3289.0: Monday, November 11, 2002 - 4:30 PM

Abstract #39010

Trends in inpatient detoxification services and linkages to treatment

Tami L. Mark, PhD1, Joan D Dilonardo, PhD2, Mady Chalk, PhD2, and Rosanna M. Coffey, PhD1. (1) Outcomes Research and Econometrics, The Medstat Group, 4301 Connecticut Avenue, NW, Washington, DC 20008, (2) Center for Substance Abuse Treatment, Substance Abuse and Mental Health Services Administration, Rockwall II Building, Suite 740, 5515 Security Lane, Rockville, MD 20852

Objective: The paper examines trends in the use of inpatient substance abuse detoxification provided at general hospitals. Methods. Used data from the 1992 and 1997 Healthcare Utilization and Cost Project National Inpatient Survey (HCUP-NIS). Patients receiving detoxification while inpatients were identified through ICD-9-CM procedure codes. The subset of the study population who had treatment during a hospital stay for substance abuse or dependence was identified also using procedure codes. Results: Most persons who received inpatient detoxification did not also receive treatment while an inpatient. The percentage receiving treatment declined between 1992 and 1997 from 38.9% to 21.1%. The decrease in the probability of receiving treatment occurred across gender, age, region, insurance status, income levels, diagnoses, admission source, and discharge destination. Two other notable trends are that average length of stay for detoxification dropped by one-third over the six-year period, from 7.7 days to 5.2 days and the percentage of admissions through the emergency room increased from 35.6 percent to 40.1 percent. Conclusions. Patients who receive detoxification alone, in comparison to persons who receive detoxification and substance abuse treatment, are much less likely to be have a good outcome in terms of abstinence at a later point in time. Detoxification offers an opportunity to link patients with treatment. This analysis indicates that those opportunities may be missed.
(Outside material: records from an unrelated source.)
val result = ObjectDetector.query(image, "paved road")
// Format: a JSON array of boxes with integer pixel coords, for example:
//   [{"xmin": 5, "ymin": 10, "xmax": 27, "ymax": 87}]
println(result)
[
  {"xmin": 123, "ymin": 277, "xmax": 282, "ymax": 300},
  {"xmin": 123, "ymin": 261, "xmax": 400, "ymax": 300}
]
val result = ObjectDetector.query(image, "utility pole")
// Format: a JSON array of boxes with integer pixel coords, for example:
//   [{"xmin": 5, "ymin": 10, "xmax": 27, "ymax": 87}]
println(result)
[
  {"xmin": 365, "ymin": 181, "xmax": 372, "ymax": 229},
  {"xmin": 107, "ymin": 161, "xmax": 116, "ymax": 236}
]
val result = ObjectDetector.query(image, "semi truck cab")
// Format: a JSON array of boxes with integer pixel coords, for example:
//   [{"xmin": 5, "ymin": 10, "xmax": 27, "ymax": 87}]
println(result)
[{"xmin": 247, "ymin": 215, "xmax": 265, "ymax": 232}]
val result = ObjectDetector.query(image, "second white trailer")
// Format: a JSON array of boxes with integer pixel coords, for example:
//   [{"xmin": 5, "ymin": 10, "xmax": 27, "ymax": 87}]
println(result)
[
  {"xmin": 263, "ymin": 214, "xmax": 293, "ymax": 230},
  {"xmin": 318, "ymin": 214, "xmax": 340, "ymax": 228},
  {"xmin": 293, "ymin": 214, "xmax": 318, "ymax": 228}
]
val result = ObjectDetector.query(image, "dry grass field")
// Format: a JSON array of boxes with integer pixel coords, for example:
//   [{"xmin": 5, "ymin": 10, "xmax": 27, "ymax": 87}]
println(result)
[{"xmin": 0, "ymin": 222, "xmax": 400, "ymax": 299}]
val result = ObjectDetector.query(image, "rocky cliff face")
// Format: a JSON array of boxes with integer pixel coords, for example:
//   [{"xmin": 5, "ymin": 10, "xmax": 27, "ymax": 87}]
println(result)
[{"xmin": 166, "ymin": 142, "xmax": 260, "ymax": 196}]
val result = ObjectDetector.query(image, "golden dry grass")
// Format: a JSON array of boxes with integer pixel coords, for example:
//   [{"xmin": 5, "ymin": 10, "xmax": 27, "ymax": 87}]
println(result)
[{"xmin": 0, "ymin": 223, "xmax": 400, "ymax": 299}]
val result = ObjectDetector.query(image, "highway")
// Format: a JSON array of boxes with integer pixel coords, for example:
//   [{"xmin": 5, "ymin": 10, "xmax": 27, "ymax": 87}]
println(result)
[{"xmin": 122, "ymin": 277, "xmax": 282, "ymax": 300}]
Efforts to increase linkages might include performance monitoring and improved discharge planning, however, more research is needed on the most effective methods for improving linkages between detoxification and treatment.

Learning Objectives:

Keywords: Substance Abuse Treatment, Quality of Care

Presenting author's disclosure statement:
I do not have any significant financial interest/arrangement or affiliation with any organization/institution whose products or services are being discussed in this session.